Three girls sign up to fight. Rio Richlin, Frangie Marr, and Rainy Schulterman are average girls, girls with dreams and aspirations, at the start of their lives, at the start of their loves. Each has her own reasons for volunteering: Rio fights to honor her sister; Frangie needs money for her family; Rainy wants to kill Germans. For the first time they leave behind their homes and families—to go to war.
These three daring young women will play their parts in the war to defeat evil and save the human race. As the fate of the world hangs in the balance, they will discover the roles that define them on the front lines. They will fight the greatest war the world has ever known.
Front Lines is the first book by Michael Grant that I’ve read. When I read about the premise for this book I was sold. I mean, it seemed like such an original and intriguing take on World War II. After reading Front Lines I can tell you that it most certainly lived up to my expectations: what a long but incredibly compelling and captivating read!
There is so much detail that has gone into this book
Front Lines starts out quite slow, but this is one of those books that needs slow in the beginning. I don’t think I would have become as invested in the characters as I am now if I hadn’t been there alongside them at bootcamp, traveling from California to Georgia to Oklahoma to New York City and to North Africa on the Queen Mary. You need the background to become invested in these characters and I appreciate all the detail that has gone into this SO MUCH. The background stories, the journey to bootcamp, as well as all the historical details are what make this book so incredibly captivating to read.
Front Lines is such a confrontational and realistic story to read
What I loved most about Front Lines is that Michael Grant didn’t just stop at the imagined army life and conditions of women (and from the POV of three different women) during WWII. He also took in account how race would have factored in the army furing the early 1940s as well. Rio Richlin is a white girl from a small town in California, Frangie Marr is an African-American girl from Oklahoma, and Rainy Shulterman is a Jewish girl from New York City.

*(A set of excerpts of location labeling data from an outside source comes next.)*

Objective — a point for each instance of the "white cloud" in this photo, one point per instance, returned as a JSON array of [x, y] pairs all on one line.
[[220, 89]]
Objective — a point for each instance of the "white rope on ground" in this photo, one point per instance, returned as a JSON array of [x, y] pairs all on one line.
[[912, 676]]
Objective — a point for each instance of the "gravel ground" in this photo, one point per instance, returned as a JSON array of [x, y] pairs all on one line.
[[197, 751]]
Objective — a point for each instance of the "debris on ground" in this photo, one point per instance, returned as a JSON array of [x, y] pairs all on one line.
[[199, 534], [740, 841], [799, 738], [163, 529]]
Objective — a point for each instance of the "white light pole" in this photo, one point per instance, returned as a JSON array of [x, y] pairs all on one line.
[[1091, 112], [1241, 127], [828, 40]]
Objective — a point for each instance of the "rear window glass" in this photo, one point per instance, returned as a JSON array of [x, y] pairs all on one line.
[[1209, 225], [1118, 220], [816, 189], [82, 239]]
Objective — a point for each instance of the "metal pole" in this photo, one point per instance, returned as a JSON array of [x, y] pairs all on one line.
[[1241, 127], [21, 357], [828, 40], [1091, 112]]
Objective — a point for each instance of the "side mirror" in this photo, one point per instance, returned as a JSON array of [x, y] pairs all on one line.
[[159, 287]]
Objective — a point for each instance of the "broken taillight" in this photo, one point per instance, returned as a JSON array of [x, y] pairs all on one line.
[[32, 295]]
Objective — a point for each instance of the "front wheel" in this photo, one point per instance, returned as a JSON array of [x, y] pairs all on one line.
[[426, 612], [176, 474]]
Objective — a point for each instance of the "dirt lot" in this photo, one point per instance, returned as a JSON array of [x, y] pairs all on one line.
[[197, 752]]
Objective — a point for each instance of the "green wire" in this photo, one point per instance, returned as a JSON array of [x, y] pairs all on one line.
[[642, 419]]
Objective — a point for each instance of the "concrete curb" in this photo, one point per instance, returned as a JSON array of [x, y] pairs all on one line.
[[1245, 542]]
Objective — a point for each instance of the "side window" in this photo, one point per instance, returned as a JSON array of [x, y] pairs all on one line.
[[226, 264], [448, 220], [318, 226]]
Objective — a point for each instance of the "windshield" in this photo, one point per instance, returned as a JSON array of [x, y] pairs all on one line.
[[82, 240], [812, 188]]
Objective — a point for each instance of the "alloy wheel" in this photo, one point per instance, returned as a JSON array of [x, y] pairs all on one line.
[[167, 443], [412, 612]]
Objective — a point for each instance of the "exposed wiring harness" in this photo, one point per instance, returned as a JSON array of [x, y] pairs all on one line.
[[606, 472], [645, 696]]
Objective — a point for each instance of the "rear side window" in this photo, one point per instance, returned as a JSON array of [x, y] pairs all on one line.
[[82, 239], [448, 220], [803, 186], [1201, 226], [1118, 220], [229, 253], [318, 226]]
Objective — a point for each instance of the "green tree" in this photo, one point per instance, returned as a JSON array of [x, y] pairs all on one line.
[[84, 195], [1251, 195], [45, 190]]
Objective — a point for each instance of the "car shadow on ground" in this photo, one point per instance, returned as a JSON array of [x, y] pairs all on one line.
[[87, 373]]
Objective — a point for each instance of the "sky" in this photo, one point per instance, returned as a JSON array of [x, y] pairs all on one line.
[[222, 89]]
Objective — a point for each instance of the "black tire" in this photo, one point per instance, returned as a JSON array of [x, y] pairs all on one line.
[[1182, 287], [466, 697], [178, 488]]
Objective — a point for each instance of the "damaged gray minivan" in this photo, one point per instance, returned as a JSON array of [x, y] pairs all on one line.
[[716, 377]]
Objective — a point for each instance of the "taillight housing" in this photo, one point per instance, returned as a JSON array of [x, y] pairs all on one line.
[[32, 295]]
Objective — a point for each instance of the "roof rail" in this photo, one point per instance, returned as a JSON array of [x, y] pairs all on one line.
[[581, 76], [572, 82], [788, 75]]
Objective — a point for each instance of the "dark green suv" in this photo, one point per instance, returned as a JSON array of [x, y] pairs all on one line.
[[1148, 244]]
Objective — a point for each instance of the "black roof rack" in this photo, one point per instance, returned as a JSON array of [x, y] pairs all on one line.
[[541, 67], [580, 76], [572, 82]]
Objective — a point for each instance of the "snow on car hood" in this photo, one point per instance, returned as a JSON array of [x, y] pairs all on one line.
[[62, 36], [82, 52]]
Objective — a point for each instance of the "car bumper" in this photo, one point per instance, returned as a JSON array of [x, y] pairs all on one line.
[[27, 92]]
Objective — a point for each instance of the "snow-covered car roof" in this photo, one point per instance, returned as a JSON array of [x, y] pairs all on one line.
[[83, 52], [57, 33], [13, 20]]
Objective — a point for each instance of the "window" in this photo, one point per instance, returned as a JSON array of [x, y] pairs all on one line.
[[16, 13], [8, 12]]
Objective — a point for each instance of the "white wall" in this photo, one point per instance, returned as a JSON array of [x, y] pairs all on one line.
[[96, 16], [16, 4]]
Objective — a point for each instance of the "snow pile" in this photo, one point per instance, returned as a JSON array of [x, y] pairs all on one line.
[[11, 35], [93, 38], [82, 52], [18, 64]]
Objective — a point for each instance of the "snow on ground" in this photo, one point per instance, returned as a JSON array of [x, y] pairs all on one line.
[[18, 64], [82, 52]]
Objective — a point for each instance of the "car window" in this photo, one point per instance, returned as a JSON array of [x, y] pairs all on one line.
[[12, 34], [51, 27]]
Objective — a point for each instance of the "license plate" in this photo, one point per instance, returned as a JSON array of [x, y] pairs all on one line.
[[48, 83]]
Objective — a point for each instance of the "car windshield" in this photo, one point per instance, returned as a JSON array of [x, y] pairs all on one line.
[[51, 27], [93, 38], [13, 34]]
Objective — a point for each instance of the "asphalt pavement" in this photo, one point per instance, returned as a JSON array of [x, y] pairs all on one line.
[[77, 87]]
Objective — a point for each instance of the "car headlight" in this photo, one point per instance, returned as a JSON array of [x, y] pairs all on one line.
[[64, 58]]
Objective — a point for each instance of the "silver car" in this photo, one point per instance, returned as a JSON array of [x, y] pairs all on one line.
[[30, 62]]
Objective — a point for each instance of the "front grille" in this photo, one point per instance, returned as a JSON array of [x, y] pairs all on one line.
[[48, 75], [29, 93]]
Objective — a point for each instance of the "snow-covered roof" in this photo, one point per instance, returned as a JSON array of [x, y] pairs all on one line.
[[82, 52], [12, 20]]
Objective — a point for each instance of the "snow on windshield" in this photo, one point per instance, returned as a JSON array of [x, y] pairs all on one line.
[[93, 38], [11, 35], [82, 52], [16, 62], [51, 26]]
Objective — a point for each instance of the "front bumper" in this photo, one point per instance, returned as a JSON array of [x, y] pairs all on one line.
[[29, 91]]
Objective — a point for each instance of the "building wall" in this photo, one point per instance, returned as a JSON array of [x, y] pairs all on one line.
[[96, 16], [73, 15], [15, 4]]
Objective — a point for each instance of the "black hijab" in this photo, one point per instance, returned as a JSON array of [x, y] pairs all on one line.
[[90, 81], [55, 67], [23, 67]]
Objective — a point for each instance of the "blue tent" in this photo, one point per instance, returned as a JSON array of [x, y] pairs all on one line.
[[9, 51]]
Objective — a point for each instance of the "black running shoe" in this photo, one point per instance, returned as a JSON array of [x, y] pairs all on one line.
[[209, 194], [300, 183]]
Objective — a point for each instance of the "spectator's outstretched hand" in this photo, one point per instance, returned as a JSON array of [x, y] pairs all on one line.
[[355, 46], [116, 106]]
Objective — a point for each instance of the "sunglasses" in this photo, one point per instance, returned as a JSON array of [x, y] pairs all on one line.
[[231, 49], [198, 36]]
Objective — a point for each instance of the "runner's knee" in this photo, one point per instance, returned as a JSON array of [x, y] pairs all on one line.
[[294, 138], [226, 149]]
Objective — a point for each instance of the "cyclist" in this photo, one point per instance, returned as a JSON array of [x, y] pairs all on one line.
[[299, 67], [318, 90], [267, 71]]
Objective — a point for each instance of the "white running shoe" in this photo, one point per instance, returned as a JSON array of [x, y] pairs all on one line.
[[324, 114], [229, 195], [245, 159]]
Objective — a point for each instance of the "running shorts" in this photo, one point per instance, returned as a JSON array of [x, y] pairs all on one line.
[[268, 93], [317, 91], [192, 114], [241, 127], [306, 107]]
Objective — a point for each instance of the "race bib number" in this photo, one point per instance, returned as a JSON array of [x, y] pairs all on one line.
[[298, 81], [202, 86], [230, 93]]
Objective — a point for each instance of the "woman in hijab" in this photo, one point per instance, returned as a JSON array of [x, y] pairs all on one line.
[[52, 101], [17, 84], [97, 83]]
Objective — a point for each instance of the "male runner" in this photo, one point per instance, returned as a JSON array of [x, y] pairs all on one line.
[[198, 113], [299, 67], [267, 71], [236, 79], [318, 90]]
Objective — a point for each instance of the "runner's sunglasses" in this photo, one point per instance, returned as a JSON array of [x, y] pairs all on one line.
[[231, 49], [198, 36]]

Not only does Grant tackle gender injustice and sexism, he tackles racism as well, which is something that would be very easy to forget when writing a book like this. The fact that Grant ‘tells it like it is’ and doesn’t shy away from having his characters making racial slurs and sexist comments makes Front Lines an incredibly confrontational and realistic story to read.
Flawed characters with SO MUCH depth
I am, and always have been, a huge fan of character driven stories and Front Lines did in no way let me down in this department. The characters are realisticly portrayed: they’re flawed and have so much depth. Rio, Frangie, and Rainy all have their own distinct personalities, and have their own reasons for enlisting. The secondary characters, too, bring so much to the story.
The whopping amount of 576 pages are an absolute pleasure from beginning to end. It is such a compelling read and I cannot wait for the sequel to Front Lines to hit shelves! (Somehow I didn’t realize this would be a series until I reached the end of the book, imagine the frustration when I realized I coudn’t keep on reading when I wanted to SO BADLY). Seriously people, read this!